Supposing that all goes comparatively well, particularly depending on how well Dems do in November, we can likely expect similar efforts in states like Washington, Hawaii, Oregon, and others; though just as a curiosity of mine, one has to wonder if this is just an outgrowth of Dems’ renewed healthcare vigor or if it might be part of a more coordinated strategy in anticipation of a Democratic trifecta post-’20?
With respect to price controls themselves though, my optimism has me hoping they’re successful. Our ridiculous disparities in what things cost here is capitalism gone amuck, and corrections have to be made. We’ll see how things go.
With all that said, are there any other ideas besides controls for how we might reasonably bring healthcare back into affordability, and what do you all think of Cali’s efforts on the merits?
April 24, 2018 at 8:14 am #4205
Get rid of insurance companies, or at least sideline them (public single payer option). People keep talking about “having skin in the game” to address costs. Please explain how for-profit insurance companies aren’t motivated to allow costs to rise, seeing that what they skim increases with rising base costs.
Figure out how to control drug costs. Price controls might actually work here, but beyond that reforms of patent laws and public funding of drug development could help.
April 29, 2018 at 7:21 pm #4230
The Houston Chronicle Business Editor, Chris Tomlinson, had an excellent piece today that looks at return on investment in health care. The problem, per Tomlinson’s research, (and I agree), is that in America, we spend only 3% on public health, with the remaining 97% on health “care”. Our system is designed for profit which loads all services on the back end rather than focusing on those changes that reduce health care. The economic model feeds upon sickness, not health. In other nations, there is much more focus on the “health” as opposed to “health care”. Here’s the article.
The current administration is doing all it can to upend health”care”. The new HHS Secretary, Alex Azar, (plus CMS Director Seema Vermer) are tag-teaming changes that further penalize poor people. Other countries do not understand how healthcare can be such a contentious, parsimonious area in the U.S. It’s because it is profit driven. Here’s the latest from Sec. Azar as to changes he’s developing:
And Vermer is upending Medicaid through the 1115 waivers allowing states to bypass the essential health benefits and impose work requirements and other onerous measures.
Flatly, we have got to elect new leadership in America and health needs should be at the top of our priorities.
May 1, 2018 at 3:19 pm #4235
Normally I don’t like price controls. But I think the California proposal is not unreasonable, particularly in matters of urgent care. When it comes to urgent care, one shows up at their closest hospital (I had to do this near Memphis, TN) and then the local hospital charges you or your insurance company whatever they can. This is not a recipe to provide funds slanted to efficient, streamlined players.
As compared to, say, choosing whether to buy berries in season or some oranges at your supermarket, this is not a market transaction.
I may be more sympathetic to a floating price distribution for protracted care, e.g. a scheduled hip replacement, where one can engage in some amount of market choice.
Secondly, I live in a major metro with multiple health care providers: many Californians do not. It just doesn’t make sense to build multiple hospitals and have multiple MRI machines, and there are studies suggesting that areas with fewer providers wind up paying more. Hospitals are big capital investments: it often just doesn’t make sense to build several in an area for the sake of competition, and once one is built, it can serve as a near-monopoly. In this case, I think price-setting informed by competitive markets are also reasonable.

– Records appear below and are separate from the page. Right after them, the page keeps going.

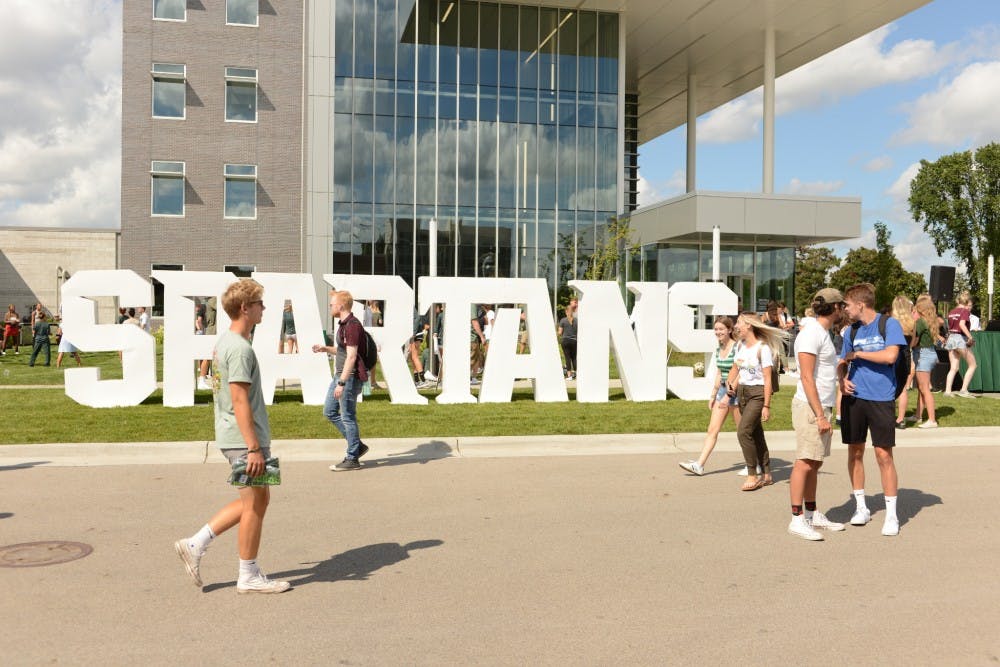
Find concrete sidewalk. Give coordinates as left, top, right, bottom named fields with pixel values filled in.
left=0, top=440, right=1000, bottom=667
left=0, top=426, right=1000, bottom=466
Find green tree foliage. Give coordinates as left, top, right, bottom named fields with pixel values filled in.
left=830, top=222, right=927, bottom=308
left=910, top=143, right=1000, bottom=310
left=584, top=217, right=639, bottom=280
left=795, top=246, right=840, bottom=315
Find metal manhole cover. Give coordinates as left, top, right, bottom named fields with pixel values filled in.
left=0, top=540, right=94, bottom=567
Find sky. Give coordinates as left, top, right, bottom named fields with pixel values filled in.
left=0, top=0, right=1000, bottom=284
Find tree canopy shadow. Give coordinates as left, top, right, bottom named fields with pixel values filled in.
left=202, top=540, right=444, bottom=593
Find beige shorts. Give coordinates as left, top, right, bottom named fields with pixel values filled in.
left=792, top=398, right=833, bottom=461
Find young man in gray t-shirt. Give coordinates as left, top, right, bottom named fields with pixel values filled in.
left=174, top=279, right=291, bottom=593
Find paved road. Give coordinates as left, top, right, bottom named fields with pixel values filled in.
left=0, top=429, right=1000, bottom=665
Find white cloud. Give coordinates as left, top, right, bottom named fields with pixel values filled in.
left=698, top=24, right=959, bottom=143
left=785, top=178, right=844, bottom=195
left=0, top=0, right=122, bottom=228
left=861, top=155, right=893, bottom=172
left=893, top=61, right=1000, bottom=146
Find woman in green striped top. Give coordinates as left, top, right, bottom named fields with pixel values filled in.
left=680, top=317, right=740, bottom=475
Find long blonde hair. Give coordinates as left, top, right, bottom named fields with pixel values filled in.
left=892, top=294, right=913, bottom=336
left=736, top=311, right=788, bottom=360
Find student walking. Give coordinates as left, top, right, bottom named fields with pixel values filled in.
left=837, top=283, right=906, bottom=536
left=788, top=287, right=844, bottom=541
left=312, top=291, right=368, bottom=472
left=679, top=317, right=740, bottom=476
left=174, top=278, right=291, bottom=594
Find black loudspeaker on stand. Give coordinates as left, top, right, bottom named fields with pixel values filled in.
left=929, top=266, right=955, bottom=303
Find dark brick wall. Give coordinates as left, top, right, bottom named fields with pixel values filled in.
left=121, top=0, right=304, bottom=276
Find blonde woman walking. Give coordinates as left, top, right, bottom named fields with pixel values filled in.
left=726, top=312, right=787, bottom=491
left=679, top=317, right=740, bottom=476
left=944, top=292, right=978, bottom=398
left=892, top=294, right=915, bottom=429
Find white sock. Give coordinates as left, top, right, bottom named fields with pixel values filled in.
left=854, top=489, right=868, bottom=510
left=885, top=496, right=898, bottom=521
left=240, top=558, right=260, bottom=579
left=188, top=523, right=215, bottom=553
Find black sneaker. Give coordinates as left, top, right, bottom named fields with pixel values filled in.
left=330, top=456, right=361, bottom=472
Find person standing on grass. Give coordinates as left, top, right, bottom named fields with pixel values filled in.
left=0, top=303, right=21, bottom=355
left=313, top=291, right=368, bottom=472
left=28, top=311, right=52, bottom=366
left=944, top=292, right=978, bottom=398
left=837, top=283, right=906, bottom=536
left=174, top=278, right=291, bottom=594
left=678, top=317, right=740, bottom=476
left=788, top=287, right=844, bottom=541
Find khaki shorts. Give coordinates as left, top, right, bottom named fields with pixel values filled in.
left=792, top=398, right=833, bottom=461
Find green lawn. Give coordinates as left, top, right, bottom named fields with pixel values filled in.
left=0, top=342, right=997, bottom=444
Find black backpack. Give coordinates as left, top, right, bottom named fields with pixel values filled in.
left=847, top=315, right=913, bottom=398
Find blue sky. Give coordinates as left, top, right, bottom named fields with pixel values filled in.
left=0, top=0, right=1000, bottom=284
left=639, top=0, right=1000, bottom=276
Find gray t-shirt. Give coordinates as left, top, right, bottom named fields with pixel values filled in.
left=212, top=331, right=271, bottom=449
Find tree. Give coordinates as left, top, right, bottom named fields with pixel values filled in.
left=584, top=216, right=639, bottom=280
left=909, top=143, right=1000, bottom=310
left=795, top=246, right=840, bottom=315
left=830, top=222, right=927, bottom=309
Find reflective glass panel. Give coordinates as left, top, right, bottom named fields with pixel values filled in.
left=226, top=0, right=258, bottom=26
left=153, top=0, right=187, bottom=21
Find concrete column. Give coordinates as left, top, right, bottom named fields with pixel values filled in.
left=764, top=26, right=774, bottom=194
left=686, top=74, right=698, bottom=192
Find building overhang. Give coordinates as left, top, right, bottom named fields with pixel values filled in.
left=508, top=0, right=930, bottom=143
left=630, top=192, right=861, bottom=247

May 2, 2018 at 8:52 pm #4240
NB: I’m a physician, so take my biases into consideration.
I think this is an awful bill, because all it does is control what insurance pays doctors and hospitals. It doesn’t control what insurance companies are allowed to charge for their premiums. There is no guarantee that whatever savings comes out of provider’s pockets will actually end up going back to patients.
I fully agree with this quote:
“We have a system where the price of health care is unrelated to the cost of providing it, or outcomes, but rather to the relative power of hospitals and medical groups in the region,” said Anthony Wright, executive director of Health Access, a consumer advocacy organization that is one of the bill’s major supporters.
But I ask, why doesn’t that same understanding apply to the insurance market? That is, that premiums charged to people is also unrelated to the cost of paying for care, but based on their relative power in the insurance marketplace?
The main reason hospitals have consolidated is because insurance companies have consolidated: as insurance companies consolidated to gain pricing power against hospitals, hospitals did the same to fight back. That’s called capitalism. It’s very unfair to regulate the market just because insurance companies now find themselves on the receiving end of capitalism’s red tooth-and-claw.
I would only support price controls on hospital and doctor payments if there are also price controls on insurance premiums to ensure that whatever savings are squeezed from providers actually travel back to the patients themselves instead of being pocketed by insurance company executives.
At that point, if you regulate what providers charge, regulate what insurance companies charge, and ban insurance companies from denying coverage to anyone (pre-existing conditions), then you might as well go whole hog and eliminate the insurance companies all together. Otherwise, what function do they provide for the 50% of the healthcare budget that they consume?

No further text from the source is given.